Laporan Wartawan Tribunnews.com, Ilham Rian Pratama
TRIBUNNEWS.COM, JAKARTA - Komisi Pemberantasan Korupsi (KPK) merespons tuntutan yang diterima oleh eks calon anggota legislatif Partai Demokrasi Indonesia Perjuangan (PDIP) Saeful Bahri.
Diketahui, Jaksa Penuntut Umum (JPU) pada KPK menuntut Saeful Bahri 2 tahun 6 bulan penjara.
Baca: Jumlah Buronan Bertambah Lagi, KPK Bakal Serius Lakukan Pengejaran
Tuntutan jaksa terhadap Saeful dinilai terlalu rendah oleh Indonesia Corruption Watch (ICW).
"Begini ya, dalam menuntut setiap terdakwa, disamping mempertimbangkan segala aspek yang memberatkan dan meringankan, tentu harus melihat pula konstruksi perkara secara utuh," kata Plt Juru Bicara KPK Ali Fikri dalam keterangannya, Kamis (7/5/2020).

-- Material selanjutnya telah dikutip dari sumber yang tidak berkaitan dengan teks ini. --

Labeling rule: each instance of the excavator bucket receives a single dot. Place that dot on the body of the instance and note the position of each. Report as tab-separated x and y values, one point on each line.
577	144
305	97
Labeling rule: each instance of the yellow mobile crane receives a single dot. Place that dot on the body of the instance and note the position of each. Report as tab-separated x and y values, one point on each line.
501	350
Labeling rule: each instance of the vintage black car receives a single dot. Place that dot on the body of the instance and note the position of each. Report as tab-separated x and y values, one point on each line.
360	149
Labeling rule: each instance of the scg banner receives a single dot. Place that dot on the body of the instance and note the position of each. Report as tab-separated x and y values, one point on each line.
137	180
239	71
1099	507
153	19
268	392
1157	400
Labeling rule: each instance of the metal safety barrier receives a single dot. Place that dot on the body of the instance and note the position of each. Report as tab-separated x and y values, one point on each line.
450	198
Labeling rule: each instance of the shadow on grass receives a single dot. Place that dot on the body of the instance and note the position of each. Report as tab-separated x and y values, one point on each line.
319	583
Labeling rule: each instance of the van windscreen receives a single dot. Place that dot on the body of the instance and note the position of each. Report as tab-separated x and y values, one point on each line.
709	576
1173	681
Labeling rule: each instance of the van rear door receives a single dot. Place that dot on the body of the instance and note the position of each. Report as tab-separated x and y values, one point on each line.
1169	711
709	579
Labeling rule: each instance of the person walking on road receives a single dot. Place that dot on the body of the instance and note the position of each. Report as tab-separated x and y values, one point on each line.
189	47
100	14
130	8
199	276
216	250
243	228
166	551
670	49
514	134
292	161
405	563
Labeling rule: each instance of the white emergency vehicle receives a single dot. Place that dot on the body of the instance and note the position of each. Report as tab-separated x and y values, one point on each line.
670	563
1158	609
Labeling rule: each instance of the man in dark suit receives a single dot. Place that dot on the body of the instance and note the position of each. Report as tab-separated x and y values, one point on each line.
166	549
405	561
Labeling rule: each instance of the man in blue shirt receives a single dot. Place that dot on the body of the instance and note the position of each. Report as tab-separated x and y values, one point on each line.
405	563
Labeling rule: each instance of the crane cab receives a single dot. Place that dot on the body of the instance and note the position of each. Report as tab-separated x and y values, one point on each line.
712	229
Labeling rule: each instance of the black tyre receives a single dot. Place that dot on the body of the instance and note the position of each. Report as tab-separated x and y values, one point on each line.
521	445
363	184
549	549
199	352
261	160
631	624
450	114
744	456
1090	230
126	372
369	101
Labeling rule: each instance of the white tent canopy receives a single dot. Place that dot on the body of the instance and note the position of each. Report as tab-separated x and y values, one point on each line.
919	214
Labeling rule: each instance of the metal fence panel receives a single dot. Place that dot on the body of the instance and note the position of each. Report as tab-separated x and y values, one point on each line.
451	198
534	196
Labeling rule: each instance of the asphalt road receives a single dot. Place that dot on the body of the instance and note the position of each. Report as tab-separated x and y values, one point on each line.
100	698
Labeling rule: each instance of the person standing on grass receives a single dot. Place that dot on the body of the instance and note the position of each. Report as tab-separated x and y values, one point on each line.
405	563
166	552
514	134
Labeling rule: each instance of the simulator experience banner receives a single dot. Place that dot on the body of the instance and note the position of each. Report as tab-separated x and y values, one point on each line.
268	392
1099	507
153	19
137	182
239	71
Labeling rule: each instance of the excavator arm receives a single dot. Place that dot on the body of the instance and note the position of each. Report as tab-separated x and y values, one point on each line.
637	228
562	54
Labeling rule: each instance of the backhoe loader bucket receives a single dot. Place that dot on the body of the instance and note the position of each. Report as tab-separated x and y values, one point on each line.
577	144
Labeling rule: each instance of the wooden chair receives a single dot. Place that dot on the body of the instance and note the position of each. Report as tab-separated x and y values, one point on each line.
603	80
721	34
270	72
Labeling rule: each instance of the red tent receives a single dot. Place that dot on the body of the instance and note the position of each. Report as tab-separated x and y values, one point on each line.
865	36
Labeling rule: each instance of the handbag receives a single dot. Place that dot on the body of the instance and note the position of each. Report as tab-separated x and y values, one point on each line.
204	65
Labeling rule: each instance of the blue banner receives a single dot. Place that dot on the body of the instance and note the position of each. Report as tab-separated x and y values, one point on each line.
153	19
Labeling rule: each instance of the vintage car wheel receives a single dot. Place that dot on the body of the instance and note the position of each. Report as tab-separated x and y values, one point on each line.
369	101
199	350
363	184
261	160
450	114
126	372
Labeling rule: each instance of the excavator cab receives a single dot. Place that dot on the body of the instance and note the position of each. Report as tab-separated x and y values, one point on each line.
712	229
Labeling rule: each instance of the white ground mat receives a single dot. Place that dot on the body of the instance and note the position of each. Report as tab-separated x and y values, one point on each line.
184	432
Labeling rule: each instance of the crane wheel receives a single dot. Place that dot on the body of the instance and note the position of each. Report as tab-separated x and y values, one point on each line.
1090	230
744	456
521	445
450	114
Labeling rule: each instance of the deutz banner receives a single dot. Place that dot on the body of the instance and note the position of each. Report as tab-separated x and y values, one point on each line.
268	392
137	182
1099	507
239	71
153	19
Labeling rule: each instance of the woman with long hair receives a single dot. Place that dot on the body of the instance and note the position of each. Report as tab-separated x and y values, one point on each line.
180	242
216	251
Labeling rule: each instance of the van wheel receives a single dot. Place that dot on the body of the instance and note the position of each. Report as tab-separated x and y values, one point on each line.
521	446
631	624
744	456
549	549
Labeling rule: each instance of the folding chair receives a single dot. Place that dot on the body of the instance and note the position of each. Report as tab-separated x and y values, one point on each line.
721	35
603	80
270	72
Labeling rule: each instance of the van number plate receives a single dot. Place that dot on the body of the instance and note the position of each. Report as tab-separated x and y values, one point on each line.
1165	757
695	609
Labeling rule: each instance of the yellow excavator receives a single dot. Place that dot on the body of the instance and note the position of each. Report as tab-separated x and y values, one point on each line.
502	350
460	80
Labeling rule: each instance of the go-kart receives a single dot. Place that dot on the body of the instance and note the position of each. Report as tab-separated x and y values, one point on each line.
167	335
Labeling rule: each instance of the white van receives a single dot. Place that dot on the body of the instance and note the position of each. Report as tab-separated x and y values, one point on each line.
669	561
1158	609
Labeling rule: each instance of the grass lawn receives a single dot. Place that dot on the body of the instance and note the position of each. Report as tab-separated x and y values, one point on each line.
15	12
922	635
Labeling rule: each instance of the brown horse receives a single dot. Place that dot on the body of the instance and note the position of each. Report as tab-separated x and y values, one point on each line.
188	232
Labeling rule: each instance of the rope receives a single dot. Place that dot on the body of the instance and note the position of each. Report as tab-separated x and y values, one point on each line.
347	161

"Antara lain bagaimana peran terdakwa beserta fakta-fakta hukumnya sejak penyidikan, penuntutan dan persidangan dan itu dipastikan JPU yang menyidangkan perkaranya yang lebih tahu," dia menambahkan.
Kendati demikian, Ali mengatakan, tanggapan ICW tetap dihormati KPK.
"Sekalipun kami meyakini apa yang disampaikannya bukan atas dasar melihat fakta-fakta hasil persidangan secara lengkap," kata Ali.
Sebelumnya, ICW sudah meyakini bahwa pimpinan KPK di bawah komando Firli Bahuri tidak pernah serius dan terkesan melindungi beberapa pihak dalam perkara yang melibatkan mantan caleg PDIP Harun Masiku dan mantan Komisioner Komisi Pemilihan Umum (KPU) Wahyu Setiawan ini.
Peneliti ICW Kurnia Ramadhana mengatakan, kesimpulan itu timbul berdasarkan beberapa kejadian.
Mulai dari pembiaran yang dilakukan oleh pimpinan KPK saat pegawainya diduga disekap di Perguruan Tinggi Ilmu Kepolisian (PTIK).
Gagal menyegel kantor Dewan Pimpinan Pusat (DPP) PDIP, tidak berniat untuk menangkap Harun Masiku (buronan), sampai pada ketidakjelasan tindakan penggeledahan di kantor DPP PDIP.
"Keyakinan ICW selama ini pun semakin terbukti. Perantara suap antara Harun Masiku dan Wahyu Setiawan dituntut ringan oleh KPK, yakni hanya 2 tahun 6 bulan penjara," kata Kurnia saat dihubungi, Kamis (7/5/2020).